Von Sebastian Fischer

Peter Bosz sah unzufrieden aus. Er stemmte die Hände in die Hüften, stand im Regen. Nicht weit von ihm ragte eine Wand in den Himmel. Die Menschen sangen den Namen seines Gegners.

Gut, es war nicht die gelbe Wand im Westfalenstadion, auf die der neue Trainer von Borussia Dortmund blickte, sondern eine aus Fels am Horizont, im Gebirge in Vorarlberg. Und es waren die Fans von Atalanta Bergamo, die den Trainer Gian Piero Gasperini hochleben ließen. Bergamo gewann gerade das Testspiel gegen die Borussia in Altach 1:0. Doch wie Bosz so dastand, in Gedanken, musste ihm bewusst werden, dass Lob vergänglich sein kann. "Das war nicht immer gut", sagte er später, als er das Fazit einer Saisonvorbereitung zog, in der das Thema meistens ein anderes war: Es herrscht jetzt wieder gute Stimmung beim BVB. Endlich.
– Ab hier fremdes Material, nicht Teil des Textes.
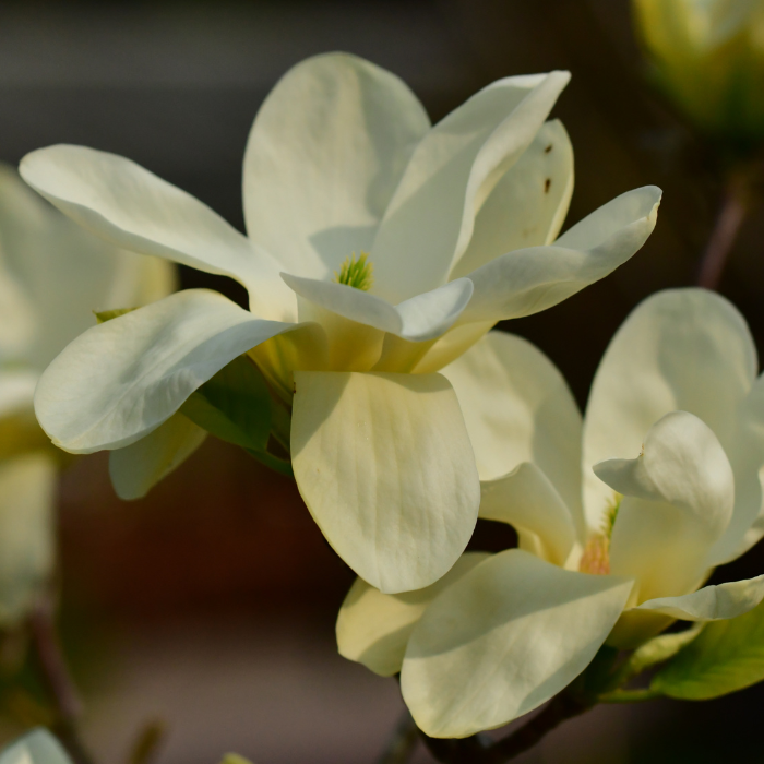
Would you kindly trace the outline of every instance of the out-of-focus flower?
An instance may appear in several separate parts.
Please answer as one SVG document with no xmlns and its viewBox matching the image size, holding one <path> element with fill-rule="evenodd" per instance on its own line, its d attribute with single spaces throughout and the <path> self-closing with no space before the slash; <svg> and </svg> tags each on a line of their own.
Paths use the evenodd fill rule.
<svg viewBox="0 0 764 764">
<path fill-rule="evenodd" d="M 0 166 L 0 625 L 25 614 L 53 560 L 60 452 L 34 415 L 43 370 L 95 323 L 93 310 L 174 285 L 171 264 L 103 243 Z"/>
<path fill-rule="evenodd" d="M 61 743 L 41 727 L 0 751 L 0 764 L 72 764 Z"/>
<path fill-rule="evenodd" d="M 520 549 L 465 554 L 435 586 L 398 597 L 358 580 L 341 653 L 401 671 L 417 724 L 463 737 L 557 694 L 606 640 L 633 647 L 675 619 L 755 607 L 764 576 L 697 589 L 764 535 L 756 366 L 724 298 L 658 294 L 608 348 L 582 438 L 553 365 L 518 337 L 484 337 L 443 373 L 477 453 L 480 516 L 511 524 Z"/>
<path fill-rule="evenodd" d="M 764 139 L 764 2 L 633 0 L 659 86 L 706 135 Z"/>
<path fill-rule="evenodd" d="M 386 592 L 439 578 L 473 532 L 479 484 L 456 396 L 434 372 L 497 321 L 610 273 L 655 225 L 649 187 L 557 238 L 572 148 L 545 120 L 568 79 L 500 80 L 431 127 L 389 72 L 309 59 L 252 128 L 249 238 L 121 157 L 25 157 L 27 182 L 86 228 L 250 295 L 251 312 L 189 290 L 88 331 L 38 387 L 46 431 L 75 453 L 129 449 L 134 471 L 166 453 L 156 441 L 183 402 L 249 353 L 293 406 L 297 485 L 341 557 Z"/>
</svg>

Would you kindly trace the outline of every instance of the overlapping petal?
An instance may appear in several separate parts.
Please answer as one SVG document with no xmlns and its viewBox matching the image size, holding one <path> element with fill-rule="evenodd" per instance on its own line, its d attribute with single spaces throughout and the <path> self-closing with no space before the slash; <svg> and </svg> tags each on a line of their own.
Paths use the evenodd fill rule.
<svg viewBox="0 0 764 764">
<path fill-rule="evenodd" d="M 480 484 L 480 517 L 517 530 L 520 548 L 563 568 L 576 544 L 571 511 L 547 476 L 532 462 Z"/>
<path fill-rule="evenodd" d="M 462 738 L 538 707 L 586 668 L 631 588 L 518 549 L 480 563 L 435 598 L 408 642 L 401 689 L 417 725 Z"/>
<path fill-rule="evenodd" d="M 206 431 L 174 414 L 145 438 L 109 454 L 109 476 L 120 499 L 141 499 L 181 465 L 204 441 Z"/>
<path fill-rule="evenodd" d="M 177 293 L 69 345 L 39 381 L 37 418 L 72 453 L 130 445 L 234 358 L 296 325 L 255 319 L 214 291 Z"/>
<path fill-rule="evenodd" d="M 624 494 L 610 570 L 638 581 L 640 601 L 695 588 L 735 502 L 732 469 L 714 432 L 691 414 L 668 414 L 637 458 L 602 462 L 595 473 Z"/>
<path fill-rule="evenodd" d="M 508 252 L 468 274 L 475 291 L 461 321 L 538 313 L 604 278 L 653 232 L 660 194 L 655 186 L 621 194 L 553 244 Z"/>
<path fill-rule="evenodd" d="M 56 476 L 46 454 L 0 462 L 0 626 L 26 616 L 52 573 Z"/>
<path fill-rule="evenodd" d="M 393 306 L 345 284 L 282 274 L 287 286 L 311 302 L 351 321 L 411 342 L 434 339 L 458 319 L 473 296 L 473 283 L 459 278 Z"/>
<path fill-rule="evenodd" d="M 488 194 L 450 277 L 468 276 L 516 249 L 551 244 L 573 194 L 573 146 L 562 122 L 547 122 Z"/>
<path fill-rule="evenodd" d="M 458 559 L 480 501 L 456 395 L 440 374 L 295 373 L 291 459 L 329 542 L 389 594 Z"/>
<path fill-rule="evenodd" d="M 75 223 L 121 247 L 236 278 L 261 315 L 294 320 L 271 255 L 219 215 L 130 159 L 84 146 L 27 154 L 24 180 Z"/>
<path fill-rule="evenodd" d="M 443 375 L 459 398 L 480 478 L 533 462 L 577 516 L 577 527 L 581 414 L 557 367 L 526 339 L 490 332 Z"/>
<path fill-rule="evenodd" d="M 721 621 L 753 610 L 764 599 L 764 575 L 685 594 L 649 599 L 635 610 L 659 612 L 682 621 Z"/>
<path fill-rule="evenodd" d="M 506 77 L 484 88 L 420 141 L 377 232 L 375 290 L 398 302 L 443 284 L 475 215 L 541 129 L 566 72 Z"/>
<path fill-rule="evenodd" d="M 723 297 L 680 289 L 642 302 L 611 341 L 592 385 L 584 427 L 584 504 L 590 525 L 598 526 L 612 494 L 589 467 L 606 458 L 633 458 L 645 433 L 669 411 L 700 417 L 731 457 L 740 408 L 755 373 L 751 334 Z M 754 479 L 755 471 L 757 465 Z M 761 496 L 748 503 L 750 525 Z"/>
<path fill-rule="evenodd" d="M 282 270 L 326 279 L 369 251 L 430 128 L 394 74 L 346 53 L 294 67 L 263 103 L 244 155 L 244 216 Z"/>
<path fill-rule="evenodd" d="M 408 637 L 428 605 L 489 557 L 488 552 L 465 552 L 442 578 L 417 592 L 382 594 L 362 578 L 356 578 L 337 617 L 339 655 L 363 664 L 382 677 L 397 673 Z"/>
</svg>

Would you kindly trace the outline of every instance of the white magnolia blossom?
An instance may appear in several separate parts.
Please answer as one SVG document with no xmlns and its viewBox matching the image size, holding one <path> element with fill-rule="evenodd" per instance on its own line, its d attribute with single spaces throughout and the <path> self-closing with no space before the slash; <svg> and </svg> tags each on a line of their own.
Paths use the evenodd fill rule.
<svg viewBox="0 0 764 764">
<path fill-rule="evenodd" d="M 0 764 L 72 764 L 61 743 L 38 727 L 0 751 Z"/>
<path fill-rule="evenodd" d="M 169 263 L 104 244 L 0 165 L 0 626 L 23 618 L 53 561 L 58 459 L 35 419 L 40 374 L 93 310 L 172 286 Z"/>
<path fill-rule="evenodd" d="M 431 126 L 390 72 L 309 59 L 252 127 L 248 236 L 122 157 L 68 145 L 26 156 L 25 180 L 88 230 L 230 276 L 250 297 L 243 310 L 188 290 L 89 330 L 37 390 L 46 432 L 74 453 L 129 447 L 130 470 L 152 475 L 182 437 L 146 435 L 177 428 L 189 395 L 248 353 L 294 406 L 295 477 L 329 542 L 382 590 L 437 581 L 473 533 L 479 481 L 435 372 L 497 321 L 606 276 L 655 225 L 648 187 L 558 238 L 573 154 L 546 120 L 568 80 L 500 80 Z M 151 484 L 116 481 L 123 496 Z"/>
<path fill-rule="evenodd" d="M 538 349 L 484 337 L 443 373 L 475 446 L 480 516 L 511 524 L 520 549 L 468 552 L 406 595 L 358 580 L 337 622 L 341 653 L 401 671 L 417 724 L 463 737 L 557 694 L 606 641 L 634 647 L 673 619 L 753 608 L 764 576 L 697 589 L 764 535 L 756 369 L 741 315 L 700 289 L 634 310 L 585 421 Z"/>
</svg>

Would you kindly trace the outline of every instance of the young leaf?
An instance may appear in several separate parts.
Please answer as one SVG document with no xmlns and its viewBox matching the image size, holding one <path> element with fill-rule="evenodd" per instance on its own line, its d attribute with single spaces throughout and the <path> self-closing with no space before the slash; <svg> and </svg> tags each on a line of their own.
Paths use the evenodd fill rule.
<svg viewBox="0 0 764 764">
<path fill-rule="evenodd" d="M 764 602 L 728 621 L 713 621 L 658 671 L 650 690 L 705 701 L 764 679 Z"/>
<path fill-rule="evenodd" d="M 271 432 L 271 393 L 263 375 L 239 356 L 180 407 L 194 425 L 248 451 L 264 452 Z"/>
</svg>

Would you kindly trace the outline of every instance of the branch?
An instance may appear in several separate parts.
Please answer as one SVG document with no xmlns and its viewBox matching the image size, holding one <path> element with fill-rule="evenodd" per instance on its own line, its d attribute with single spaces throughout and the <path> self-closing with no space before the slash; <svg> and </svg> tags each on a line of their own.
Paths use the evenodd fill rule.
<svg viewBox="0 0 764 764">
<path fill-rule="evenodd" d="M 93 764 L 77 728 L 82 703 L 61 652 L 50 597 L 40 598 L 29 616 L 29 631 L 43 681 L 56 712 L 53 731 L 75 764 Z"/>
</svg>

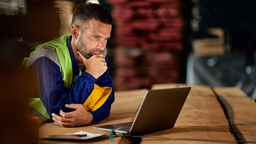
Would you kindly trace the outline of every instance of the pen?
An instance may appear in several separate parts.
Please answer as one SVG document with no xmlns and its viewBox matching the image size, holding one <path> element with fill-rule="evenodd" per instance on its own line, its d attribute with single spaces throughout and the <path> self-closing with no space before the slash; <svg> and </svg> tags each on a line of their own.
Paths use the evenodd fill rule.
<svg viewBox="0 0 256 144">
<path fill-rule="evenodd" d="M 65 135 L 50 135 L 48 136 L 49 138 L 54 138 L 54 137 L 66 137 L 66 136 L 77 136 L 78 137 L 86 137 L 87 134 L 65 134 Z"/>
</svg>

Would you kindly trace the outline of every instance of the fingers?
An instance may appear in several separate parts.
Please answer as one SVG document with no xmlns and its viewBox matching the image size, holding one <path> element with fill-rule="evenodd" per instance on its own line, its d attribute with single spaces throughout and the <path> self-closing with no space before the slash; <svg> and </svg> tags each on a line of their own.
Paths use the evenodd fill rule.
<svg viewBox="0 0 256 144">
<path fill-rule="evenodd" d="M 63 111 L 62 111 L 62 113 L 63 113 L 65 114 L 68 114 L 68 113 L 63 112 Z M 75 124 L 75 118 L 71 117 L 70 116 L 68 116 L 69 117 L 61 117 L 55 114 L 52 114 L 52 119 L 54 121 L 54 124 L 57 125 L 59 125 L 62 127 L 71 127 L 71 126 L 74 126 L 74 124 Z"/>
<path fill-rule="evenodd" d="M 67 108 L 76 109 L 81 108 L 82 106 L 83 106 L 82 104 L 71 103 L 71 104 L 65 105 L 65 107 Z"/>
</svg>

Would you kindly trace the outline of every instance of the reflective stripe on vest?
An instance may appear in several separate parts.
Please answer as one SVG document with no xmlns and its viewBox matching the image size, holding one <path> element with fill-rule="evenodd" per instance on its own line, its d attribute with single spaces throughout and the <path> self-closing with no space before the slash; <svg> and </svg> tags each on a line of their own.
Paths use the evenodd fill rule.
<svg viewBox="0 0 256 144">
<path fill-rule="evenodd" d="M 72 83 L 73 68 L 71 58 L 68 48 L 67 46 L 67 39 L 70 34 L 67 34 L 57 39 L 45 43 L 38 46 L 35 51 L 38 50 L 42 46 L 47 45 L 56 49 L 56 52 L 61 66 L 61 74 L 64 86 L 70 88 Z M 29 59 L 35 51 L 31 52 L 29 58 L 25 58 L 22 67 Z M 94 89 L 85 102 L 83 104 L 88 111 L 93 111 L 101 107 L 109 96 L 112 88 L 111 87 L 100 87 L 94 84 Z M 30 98 L 29 105 L 47 118 L 51 118 L 43 102 L 39 98 Z"/>
</svg>

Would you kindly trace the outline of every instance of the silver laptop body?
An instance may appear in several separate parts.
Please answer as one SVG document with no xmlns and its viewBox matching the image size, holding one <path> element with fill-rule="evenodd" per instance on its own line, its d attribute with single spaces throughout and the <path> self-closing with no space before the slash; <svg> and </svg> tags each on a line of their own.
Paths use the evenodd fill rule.
<svg viewBox="0 0 256 144">
<path fill-rule="evenodd" d="M 172 128 L 190 89 L 188 87 L 147 90 L 133 122 L 93 128 L 132 135 Z"/>
</svg>

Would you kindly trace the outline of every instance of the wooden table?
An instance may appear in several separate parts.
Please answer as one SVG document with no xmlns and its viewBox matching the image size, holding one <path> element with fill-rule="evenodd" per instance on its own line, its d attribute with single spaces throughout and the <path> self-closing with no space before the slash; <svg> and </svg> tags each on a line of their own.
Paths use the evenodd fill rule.
<svg viewBox="0 0 256 144">
<path fill-rule="evenodd" d="M 185 84 L 158 84 L 153 89 L 187 86 Z M 191 86 L 192 89 L 172 129 L 146 134 L 141 143 L 237 143 L 229 130 L 229 124 L 213 91 L 207 86 Z M 226 99 L 235 114 L 234 122 L 245 141 L 256 141 L 256 104 L 237 87 L 216 87 L 214 91 Z M 95 133 L 106 131 L 92 128 L 95 125 L 130 122 L 144 97 L 145 89 L 116 92 L 110 116 L 99 124 L 87 126 L 65 128 L 47 123 L 40 127 L 39 137 L 84 131 Z M 111 142 L 107 137 L 84 142 L 93 143 L 129 143 L 129 139 L 115 138 Z M 78 141 L 54 141 L 54 143 L 71 143 Z M 52 143 L 39 140 L 39 143 Z M 250 143 L 250 142 L 249 142 Z"/>
</svg>

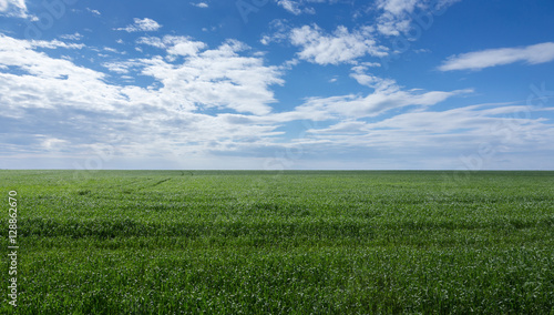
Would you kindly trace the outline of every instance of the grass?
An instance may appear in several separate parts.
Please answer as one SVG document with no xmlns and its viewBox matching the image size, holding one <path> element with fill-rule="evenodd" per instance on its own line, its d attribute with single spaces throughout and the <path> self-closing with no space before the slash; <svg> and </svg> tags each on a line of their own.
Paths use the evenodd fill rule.
<svg viewBox="0 0 554 315">
<path fill-rule="evenodd" d="M 554 314 L 554 172 L 452 179 L 0 171 L 4 207 L 19 197 L 17 311 Z"/>
</svg>

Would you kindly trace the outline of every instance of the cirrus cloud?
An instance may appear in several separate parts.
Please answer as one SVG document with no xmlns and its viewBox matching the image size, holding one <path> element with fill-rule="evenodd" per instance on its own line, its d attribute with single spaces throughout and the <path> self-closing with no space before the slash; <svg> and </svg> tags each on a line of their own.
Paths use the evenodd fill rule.
<svg viewBox="0 0 554 315">
<path fill-rule="evenodd" d="M 521 61 L 538 64 L 553 60 L 554 42 L 544 42 L 527 47 L 488 49 L 452 55 L 439 67 L 439 70 L 481 70 Z"/>
</svg>

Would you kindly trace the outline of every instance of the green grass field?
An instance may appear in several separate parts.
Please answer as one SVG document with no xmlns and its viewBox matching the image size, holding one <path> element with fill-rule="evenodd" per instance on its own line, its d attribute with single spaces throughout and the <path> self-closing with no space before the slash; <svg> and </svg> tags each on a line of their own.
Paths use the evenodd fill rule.
<svg viewBox="0 0 554 315">
<path fill-rule="evenodd" d="M 452 179 L 0 171 L 0 313 L 554 314 L 554 172 Z"/>
</svg>

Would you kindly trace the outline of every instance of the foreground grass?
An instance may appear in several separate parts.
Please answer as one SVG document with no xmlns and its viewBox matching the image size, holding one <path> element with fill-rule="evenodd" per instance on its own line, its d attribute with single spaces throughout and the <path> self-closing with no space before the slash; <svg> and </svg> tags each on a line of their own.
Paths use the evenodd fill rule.
<svg viewBox="0 0 554 315">
<path fill-rule="evenodd" d="M 0 179 L 20 314 L 554 314 L 554 172 Z"/>
</svg>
Man musste am Dienstag in Altach zum Abschluss des Trainingslagers nur in die Gesichter schauen. Bosz strahlte Gelassenheit aus, obwohl sein Team den dritten von sechs Tests verlor. Geschäftsführer Hans-Joachim Watzke hatte auf der Tribüne ständig einen Fan für ein Selfie im Arm. Und Sportdirektor Michael Zorc sah aus wie ein Urlaubender. Zorc sagt es so: "Borussia Dortmund war immer dann stark, wenn wir eine gewisse Ruhe hatten, das hat uns eigentlich immer ausgezeichnet." Diese Ruhe, findet er, sei jetzt wieder da.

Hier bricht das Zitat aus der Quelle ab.